Desde aquí os aseguramos que el vasito de agua con azúcar no sirve para nada. Antes se pensaba que aliviaba las agujetas porque el agua con azúcar disolvía los cristales que teóricamente pinchaban los músculos.

Si no soportas el dolor, lo más efectivo es tomar antiinflamatorios, aplicar frío, cremas antiinflamatorias y realizar masajes. Pero si puedes aguantarlo, evitar tomar medicación; sabes que en unos días pasará el dolor.
Tener agujetas no significa que tengas que dejar de entrenar, al revés.
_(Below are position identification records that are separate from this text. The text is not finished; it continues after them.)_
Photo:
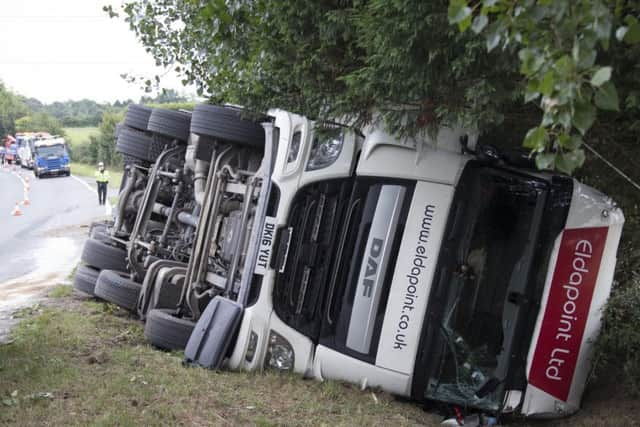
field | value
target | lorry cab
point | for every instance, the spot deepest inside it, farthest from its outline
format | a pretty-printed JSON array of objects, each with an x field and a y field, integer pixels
[
  {"x": 51, "y": 157},
  {"x": 410, "y": 266}
]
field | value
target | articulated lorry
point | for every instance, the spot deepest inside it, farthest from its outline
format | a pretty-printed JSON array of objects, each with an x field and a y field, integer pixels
[
  {"x": 434, "y": 268},
  {"x": 427, "y": 270}
]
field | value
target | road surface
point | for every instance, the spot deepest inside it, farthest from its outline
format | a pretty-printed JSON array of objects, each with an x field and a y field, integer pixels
[{"x": 40, "y": 247}]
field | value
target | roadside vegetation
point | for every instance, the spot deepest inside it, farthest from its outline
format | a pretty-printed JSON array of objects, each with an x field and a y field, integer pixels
[{"x": 75, "y": 361}]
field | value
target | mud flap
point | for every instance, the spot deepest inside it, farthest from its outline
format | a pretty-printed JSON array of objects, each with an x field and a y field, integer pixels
[{"x": 213, "y": 334}]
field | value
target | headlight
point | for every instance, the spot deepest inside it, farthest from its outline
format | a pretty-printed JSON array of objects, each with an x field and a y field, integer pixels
[
  {"x": 279, "y": 353},
  {"x": 251, "y": 347},
  {"x": 325, "y": 149}
]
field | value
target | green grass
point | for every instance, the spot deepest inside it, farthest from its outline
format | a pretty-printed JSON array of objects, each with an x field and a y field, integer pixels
[
  {"x": 85, "y": 363},
  {"x": 61, "y": 291},
  {"x": 80, "y": 136},
  {"x": 84, "y": 169}
]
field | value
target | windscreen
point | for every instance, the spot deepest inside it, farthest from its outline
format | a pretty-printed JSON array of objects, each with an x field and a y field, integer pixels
[{"x": 50, "y": 150}]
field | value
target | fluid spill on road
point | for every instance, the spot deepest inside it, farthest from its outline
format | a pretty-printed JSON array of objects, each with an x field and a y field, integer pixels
[{"x": 52, "y": 261}]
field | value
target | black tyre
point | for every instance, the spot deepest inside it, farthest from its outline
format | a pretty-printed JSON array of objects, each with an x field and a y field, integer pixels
[
  {"x": 226, "y": 124},
  {"x": 137, "y": 116},
  {"x": 116, "y": 287},
  {"x": 85, "y": 279},
  {"x": 170, "y": 123},
  {"x": 103, "y": 256},
  {"x": 136, "y": 144},
  {"x": 166, "y": 331}
]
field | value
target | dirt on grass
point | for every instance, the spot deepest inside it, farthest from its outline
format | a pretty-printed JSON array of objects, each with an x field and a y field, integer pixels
[{"x": 75, "y": 361}]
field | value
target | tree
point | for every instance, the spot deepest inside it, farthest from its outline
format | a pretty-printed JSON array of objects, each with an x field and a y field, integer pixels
[
  {"x": 567, "y": 53},
  {"x": 341, "y": 58},
  {"x": 39, "y": 122},
  {"x": 331, "y": 59},
  {"x": 11, "y": 108}
]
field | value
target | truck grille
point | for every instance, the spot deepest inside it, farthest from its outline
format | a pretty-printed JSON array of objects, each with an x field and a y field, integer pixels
[{"x": 314, "y": 220}]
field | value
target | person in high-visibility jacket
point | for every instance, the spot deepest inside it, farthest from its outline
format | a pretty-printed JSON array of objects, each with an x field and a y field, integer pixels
[{"x": 102, "y": 179}]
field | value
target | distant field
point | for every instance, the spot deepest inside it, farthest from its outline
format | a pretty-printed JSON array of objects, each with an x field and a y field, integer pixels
[{"x": 80, "y": 136}]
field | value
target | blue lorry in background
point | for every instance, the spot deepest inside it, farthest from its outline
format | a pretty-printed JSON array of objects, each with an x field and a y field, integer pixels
[{"x": 51, "y": 157}]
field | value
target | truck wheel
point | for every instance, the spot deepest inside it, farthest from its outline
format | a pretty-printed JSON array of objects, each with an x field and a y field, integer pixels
[
  {"x": 174, "y": 124},
  {"x": 103, "y": 256},
  {"x": 85, "y": 279},
  {"x": 135, "y": 143},
  {"x": 116, "y": 287},
  {"x": 226, "y": 124},
  {"x": 167, "y": 331},
  {"x": 137, "y": 117}
]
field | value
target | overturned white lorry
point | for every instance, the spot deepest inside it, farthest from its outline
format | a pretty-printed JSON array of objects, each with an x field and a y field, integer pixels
[{"x": 433, "y": 269}]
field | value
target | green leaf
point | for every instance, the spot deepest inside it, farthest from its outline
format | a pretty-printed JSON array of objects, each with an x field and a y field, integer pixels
[
  {"x": 564, "y": 119},
  {"x": 546, "y": 85},
  {"x": 530, "y": 61},
  {"x": 621, "y": 32},
  {"x": 569, "y": 142},
  {"x": 458, "y": 11},
  {"x": 564, "y": 65},
  {"x": 570, "y": 161},
  {"x": 464, "y": 24},
  {"x": 536, "y": 139},
  {"x": 493, "y": 37},
  {"x": 545, "y": 160},
  {"x": 607, "y": 97},
  {"x": 583, "y": 116},
  {"x": 479, "y": 23},
  {"x": 601, "y": 76}
]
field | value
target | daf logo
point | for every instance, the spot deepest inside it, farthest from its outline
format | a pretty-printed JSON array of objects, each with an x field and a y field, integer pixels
[{"x": 371, "y": 270}]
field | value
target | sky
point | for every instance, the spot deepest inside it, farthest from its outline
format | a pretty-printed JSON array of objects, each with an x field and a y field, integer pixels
[{"x": 57, "y": 50}]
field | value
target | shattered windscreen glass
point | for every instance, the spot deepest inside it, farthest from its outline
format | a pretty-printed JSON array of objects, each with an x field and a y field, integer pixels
[{"x": 495, "y": 219}]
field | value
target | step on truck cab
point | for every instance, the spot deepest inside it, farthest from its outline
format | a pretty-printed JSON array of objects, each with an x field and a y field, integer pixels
[{"x": 410, "y": 266}]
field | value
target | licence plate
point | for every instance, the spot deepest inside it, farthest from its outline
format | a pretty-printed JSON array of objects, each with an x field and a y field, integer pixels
[{"x": 267, "y": 238}]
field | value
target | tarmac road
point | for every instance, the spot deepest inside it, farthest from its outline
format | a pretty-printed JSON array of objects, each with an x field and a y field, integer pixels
[{"x": 40, "y": 247}]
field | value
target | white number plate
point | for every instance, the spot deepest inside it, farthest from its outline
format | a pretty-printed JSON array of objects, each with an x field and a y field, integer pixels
[{"x": 267, "y": 238}]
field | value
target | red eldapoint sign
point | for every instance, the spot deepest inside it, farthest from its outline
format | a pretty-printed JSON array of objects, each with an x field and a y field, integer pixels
[{"x": 565, "y": 316}]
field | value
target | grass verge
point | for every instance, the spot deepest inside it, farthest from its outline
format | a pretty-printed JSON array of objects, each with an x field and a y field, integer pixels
[
  {"x": 76, "y": 363},
  {"x": 73, "y": 361},
  {"x": 87, "y": 170}
]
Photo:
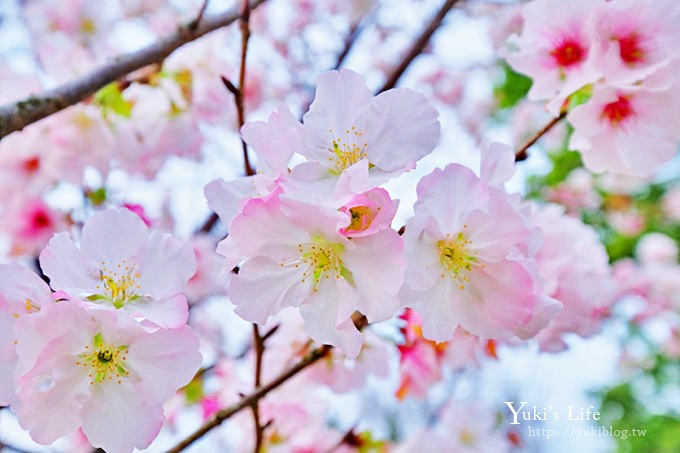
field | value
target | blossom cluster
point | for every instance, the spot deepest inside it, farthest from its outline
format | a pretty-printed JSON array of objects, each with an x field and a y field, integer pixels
[
  {"x": 617, "y": 56},
  {"x": 109, "y": 345},
  {"x": 318, "y": 236}
]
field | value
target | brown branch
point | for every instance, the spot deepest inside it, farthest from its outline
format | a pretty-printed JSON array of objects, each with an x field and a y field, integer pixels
[
  {"x": 258, "y": 345},
  {"x": 249, "y": 400},
  {"x": 193, "y": 25},
  {"x": 360, "y": 322},
  {"x": 244, "y": 24},
  {"x": 419, "y": 45},
  {"x": 16, "y": 116},
  {"x": 521, "y": 153}
]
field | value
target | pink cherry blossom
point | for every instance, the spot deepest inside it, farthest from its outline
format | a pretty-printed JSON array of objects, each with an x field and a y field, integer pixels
[
  {"x": 574, "y": 265},
  {"x": 273, "y": 143},
  {"x": 120, "y": 264},
  {"x": 104, "y": 371},
  {"x": 346, "y": 124},
  {"x": 22, "y": 293},
  {"x": 469, "y": 250},
  {"x": 555, "y": 48},
  {"x": 629, "y": 131},
  {"x": 370, "y": 212},
  {"x": 294, "y": 256},
  {"x": 30, "y": 222},
  {"x": 634, "y": 38}
]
Realizar el mismo tipo de ejercicio aumenta el riego sanguíneo en la zona dolorida, lo que hace disminuir los metabolitos y aliviar en cierto modo el dolor.

La mejor forma de prevenir su aparición es realizando un buen calentamiento y empezar con una baja intensidad. Necesitarás trabajar la musculatura y ganar flexibilidad antes de aumentar la intensidad de tus entrenamientos.

Tener agujetas es sinónimo de trabajar, pero no tenerlas significa que estarás trabajando correctamente.

¿Qué debes hacer si te duelen los músculos después de un entrenamiento?

Sin duda, la clave para remediar el dolor en los músculos es la recuperación activa. Evita caer en el sofá y no moverte durante días. El simple hecho de sentarte tiene un efecto negativo en el dolor, porque la circulación sanguínea no está fluyendo hacia los músculos para recuperarlos.
Una recuperación activa puede ser la natación, el yoga o, incluso, caminar. Actividades de bajo impacto que ayuden a reparar los tejidos y aliviar el dolor. Realizar masajes con el foam roller también te beneficiará.

No obstante, si estás demasiado dolorido, no hagas ejercicio físico hasta que tus músculos estén un poco mejor, ya que podrías lesionarte (con un desgarro mayor). Eso no quiere decir que tengas que esperar a que no te duela nada, pero sí debes estar moderado o levemente dolorido. No tienes que aumentar el daño muscular.